Bronte Stone (Califórnia), analisou amostras de sémen de mais de 5 mil homens e demonstrou a existência de uma queda na quantidade e qualidade espermática depois dos 35 anos. Do ponto de vista clínico, significa que homens após essa idade podem demorar mais tempo para engravidar as suas parceiras; e, além disso, elas ainda podem ter o risco aumentado para abortamento precoce devido a alterações na formação do embrião. O aumento da idade parece ser, segundo o investigador, o próprio envelhecimento do tecido germinativo testicular (que produz os espermatozoides) e o aumento da concentração de espécies reativas do oxigênio (radicais livres) no testículo. Outra conclusão do estudo é que, com o avanço da idade, existe um aumento da percentagem de espermatozóides X na amostra seminal em relação aos espermatozoides Y. Isso significa que homens mais velhos têm maior probabilidade de terem filhas (mulheres) em comparação com homens mais jovens. Porém, esta diferença é bem pequena: em torno de 6%.

 

«Por tudo isso, é muito importante fazer uma avaliação detalhada dos homens acima de 50 anos que desejem ter filhos, principalmente quando é verificada subfertilidade ou infertilidade sem causa aparente em casais que estão tendo dificuldades para conceber. Além disso, continua valendo o conselho de não adiar muito a paternidade e a maternidade, e sempre consultar um especialista, incluindo o aconselhamento genético, para obter as orientações corretas».

 

Em situações de risco muito elevado, pode surgir soluções como a fertilização in vitro e /ou a doação de gâmetas. Mas a decisão final cabe sempre ao casal.

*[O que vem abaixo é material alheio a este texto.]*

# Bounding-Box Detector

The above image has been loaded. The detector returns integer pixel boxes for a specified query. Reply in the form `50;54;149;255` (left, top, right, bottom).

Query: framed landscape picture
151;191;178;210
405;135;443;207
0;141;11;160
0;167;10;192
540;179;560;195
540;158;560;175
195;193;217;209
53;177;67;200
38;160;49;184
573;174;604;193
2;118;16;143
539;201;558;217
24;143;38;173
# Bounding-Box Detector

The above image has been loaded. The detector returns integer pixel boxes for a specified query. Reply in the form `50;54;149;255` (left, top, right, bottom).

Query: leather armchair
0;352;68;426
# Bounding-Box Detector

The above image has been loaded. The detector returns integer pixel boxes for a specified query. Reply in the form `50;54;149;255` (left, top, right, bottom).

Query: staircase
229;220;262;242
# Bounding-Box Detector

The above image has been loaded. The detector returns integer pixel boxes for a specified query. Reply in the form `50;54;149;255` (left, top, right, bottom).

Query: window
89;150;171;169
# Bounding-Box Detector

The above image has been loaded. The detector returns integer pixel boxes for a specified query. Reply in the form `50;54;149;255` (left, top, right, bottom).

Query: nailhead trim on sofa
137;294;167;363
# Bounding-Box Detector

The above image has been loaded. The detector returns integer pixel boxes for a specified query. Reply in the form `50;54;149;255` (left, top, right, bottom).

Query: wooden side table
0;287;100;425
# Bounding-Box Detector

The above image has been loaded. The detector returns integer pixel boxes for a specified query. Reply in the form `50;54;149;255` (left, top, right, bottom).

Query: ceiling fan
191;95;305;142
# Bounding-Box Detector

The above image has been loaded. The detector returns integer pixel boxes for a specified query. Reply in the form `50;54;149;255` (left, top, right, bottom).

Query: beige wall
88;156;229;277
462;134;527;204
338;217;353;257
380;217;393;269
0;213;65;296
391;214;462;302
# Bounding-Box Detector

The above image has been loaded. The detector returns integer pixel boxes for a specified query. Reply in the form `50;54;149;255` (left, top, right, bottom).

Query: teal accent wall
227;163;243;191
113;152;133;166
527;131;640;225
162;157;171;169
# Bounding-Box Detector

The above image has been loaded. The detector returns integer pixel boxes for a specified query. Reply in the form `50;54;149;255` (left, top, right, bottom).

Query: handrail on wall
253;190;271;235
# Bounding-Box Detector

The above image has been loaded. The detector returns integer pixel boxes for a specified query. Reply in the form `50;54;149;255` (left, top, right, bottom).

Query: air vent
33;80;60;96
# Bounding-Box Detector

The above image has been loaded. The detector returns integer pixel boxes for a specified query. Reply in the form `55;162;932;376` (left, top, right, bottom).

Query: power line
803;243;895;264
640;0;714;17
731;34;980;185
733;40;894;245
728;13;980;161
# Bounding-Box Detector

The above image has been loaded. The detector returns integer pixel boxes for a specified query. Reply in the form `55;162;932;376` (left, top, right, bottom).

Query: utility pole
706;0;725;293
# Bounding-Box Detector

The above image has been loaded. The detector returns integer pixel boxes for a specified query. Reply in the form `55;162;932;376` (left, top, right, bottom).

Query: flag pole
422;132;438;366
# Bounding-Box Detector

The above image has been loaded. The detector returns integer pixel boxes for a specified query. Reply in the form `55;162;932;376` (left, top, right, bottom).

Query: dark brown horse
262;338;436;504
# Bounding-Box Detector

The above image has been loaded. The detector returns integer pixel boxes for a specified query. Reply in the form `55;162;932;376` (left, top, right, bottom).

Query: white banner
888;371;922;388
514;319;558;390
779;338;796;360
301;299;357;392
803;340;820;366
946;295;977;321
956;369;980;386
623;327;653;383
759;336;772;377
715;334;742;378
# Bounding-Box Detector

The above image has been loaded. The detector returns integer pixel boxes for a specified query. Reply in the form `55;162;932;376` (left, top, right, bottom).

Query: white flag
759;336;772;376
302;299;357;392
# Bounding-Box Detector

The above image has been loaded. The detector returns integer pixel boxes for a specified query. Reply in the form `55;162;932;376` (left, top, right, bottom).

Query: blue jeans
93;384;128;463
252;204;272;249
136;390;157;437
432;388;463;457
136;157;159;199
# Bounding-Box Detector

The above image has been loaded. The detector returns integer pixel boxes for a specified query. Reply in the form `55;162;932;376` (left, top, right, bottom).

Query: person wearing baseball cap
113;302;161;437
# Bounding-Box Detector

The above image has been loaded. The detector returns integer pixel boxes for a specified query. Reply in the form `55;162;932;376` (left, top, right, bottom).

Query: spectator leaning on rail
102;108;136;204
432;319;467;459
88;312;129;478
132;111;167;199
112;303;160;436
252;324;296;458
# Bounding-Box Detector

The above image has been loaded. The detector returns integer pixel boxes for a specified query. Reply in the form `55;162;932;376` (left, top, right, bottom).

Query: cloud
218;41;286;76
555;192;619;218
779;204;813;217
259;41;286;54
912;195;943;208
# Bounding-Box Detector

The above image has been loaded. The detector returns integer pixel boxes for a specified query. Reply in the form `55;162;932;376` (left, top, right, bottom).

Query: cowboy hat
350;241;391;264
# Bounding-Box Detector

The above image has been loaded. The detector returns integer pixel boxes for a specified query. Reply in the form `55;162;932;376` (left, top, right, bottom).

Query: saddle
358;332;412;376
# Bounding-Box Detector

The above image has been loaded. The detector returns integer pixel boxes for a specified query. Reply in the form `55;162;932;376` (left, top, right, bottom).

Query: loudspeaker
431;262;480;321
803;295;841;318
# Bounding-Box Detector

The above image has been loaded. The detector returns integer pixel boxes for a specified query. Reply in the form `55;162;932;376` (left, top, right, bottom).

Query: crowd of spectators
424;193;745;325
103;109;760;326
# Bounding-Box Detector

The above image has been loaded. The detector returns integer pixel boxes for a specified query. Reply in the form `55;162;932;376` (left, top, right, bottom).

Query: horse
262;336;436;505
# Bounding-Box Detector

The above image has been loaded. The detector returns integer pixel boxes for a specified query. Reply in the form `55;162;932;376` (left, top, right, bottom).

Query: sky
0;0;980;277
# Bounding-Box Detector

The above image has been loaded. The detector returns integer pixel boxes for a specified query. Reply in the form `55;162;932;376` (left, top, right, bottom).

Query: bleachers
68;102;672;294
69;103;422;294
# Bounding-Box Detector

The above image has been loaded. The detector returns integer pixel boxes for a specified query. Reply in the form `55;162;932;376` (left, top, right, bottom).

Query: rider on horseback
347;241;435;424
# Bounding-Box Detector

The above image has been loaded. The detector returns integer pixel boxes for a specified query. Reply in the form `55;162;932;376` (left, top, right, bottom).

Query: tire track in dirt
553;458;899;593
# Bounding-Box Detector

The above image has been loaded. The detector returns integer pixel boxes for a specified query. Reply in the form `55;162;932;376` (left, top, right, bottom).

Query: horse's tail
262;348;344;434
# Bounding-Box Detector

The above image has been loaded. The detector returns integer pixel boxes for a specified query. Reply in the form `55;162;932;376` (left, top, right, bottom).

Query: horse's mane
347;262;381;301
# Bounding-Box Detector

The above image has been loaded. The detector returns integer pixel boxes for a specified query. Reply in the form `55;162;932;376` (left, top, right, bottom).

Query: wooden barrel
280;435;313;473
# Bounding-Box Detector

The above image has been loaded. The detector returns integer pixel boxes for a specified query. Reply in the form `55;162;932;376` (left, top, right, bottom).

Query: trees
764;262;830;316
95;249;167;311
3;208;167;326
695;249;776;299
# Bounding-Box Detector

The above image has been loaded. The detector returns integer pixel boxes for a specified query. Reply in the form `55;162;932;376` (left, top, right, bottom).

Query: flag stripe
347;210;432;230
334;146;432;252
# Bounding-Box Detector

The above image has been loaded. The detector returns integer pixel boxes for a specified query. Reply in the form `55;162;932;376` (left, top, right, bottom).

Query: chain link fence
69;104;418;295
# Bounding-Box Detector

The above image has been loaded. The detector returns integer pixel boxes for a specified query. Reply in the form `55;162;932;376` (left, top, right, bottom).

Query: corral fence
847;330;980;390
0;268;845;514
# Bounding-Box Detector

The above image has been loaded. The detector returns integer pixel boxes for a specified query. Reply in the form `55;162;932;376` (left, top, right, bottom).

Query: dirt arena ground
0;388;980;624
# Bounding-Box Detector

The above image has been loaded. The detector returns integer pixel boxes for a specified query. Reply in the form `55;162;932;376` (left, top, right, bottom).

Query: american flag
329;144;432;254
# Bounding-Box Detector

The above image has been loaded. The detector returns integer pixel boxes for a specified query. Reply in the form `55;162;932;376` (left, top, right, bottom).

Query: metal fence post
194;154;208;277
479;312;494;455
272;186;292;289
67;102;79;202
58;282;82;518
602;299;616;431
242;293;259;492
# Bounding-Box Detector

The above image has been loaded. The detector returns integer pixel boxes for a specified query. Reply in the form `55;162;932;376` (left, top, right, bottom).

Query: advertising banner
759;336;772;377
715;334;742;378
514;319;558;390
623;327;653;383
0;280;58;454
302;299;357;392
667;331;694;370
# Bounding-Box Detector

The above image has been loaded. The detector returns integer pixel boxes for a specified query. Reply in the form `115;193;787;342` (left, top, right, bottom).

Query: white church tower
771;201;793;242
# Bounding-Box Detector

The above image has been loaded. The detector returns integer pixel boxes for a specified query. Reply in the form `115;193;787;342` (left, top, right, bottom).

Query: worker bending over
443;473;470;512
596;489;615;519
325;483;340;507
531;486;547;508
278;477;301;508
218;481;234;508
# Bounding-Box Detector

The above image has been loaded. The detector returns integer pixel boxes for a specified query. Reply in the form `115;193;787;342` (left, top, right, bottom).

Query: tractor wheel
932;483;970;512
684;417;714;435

Tornar-se pai depois dos 50 anos pode, contudo, ser também uma experiência muito rica e bastante realizadora. Nessa fase, o homem normalmente já alcançou estabilidade profissional e financeira, o que pode representar mais tempo para se dedicar à família. Contudo, apesar da maior segurança e estabilidade, à paternidade tardia, juntam-se preocupações como as de “não conseguir ver a criança crescer” ou “ não puder ajudar a completar a sua educação”.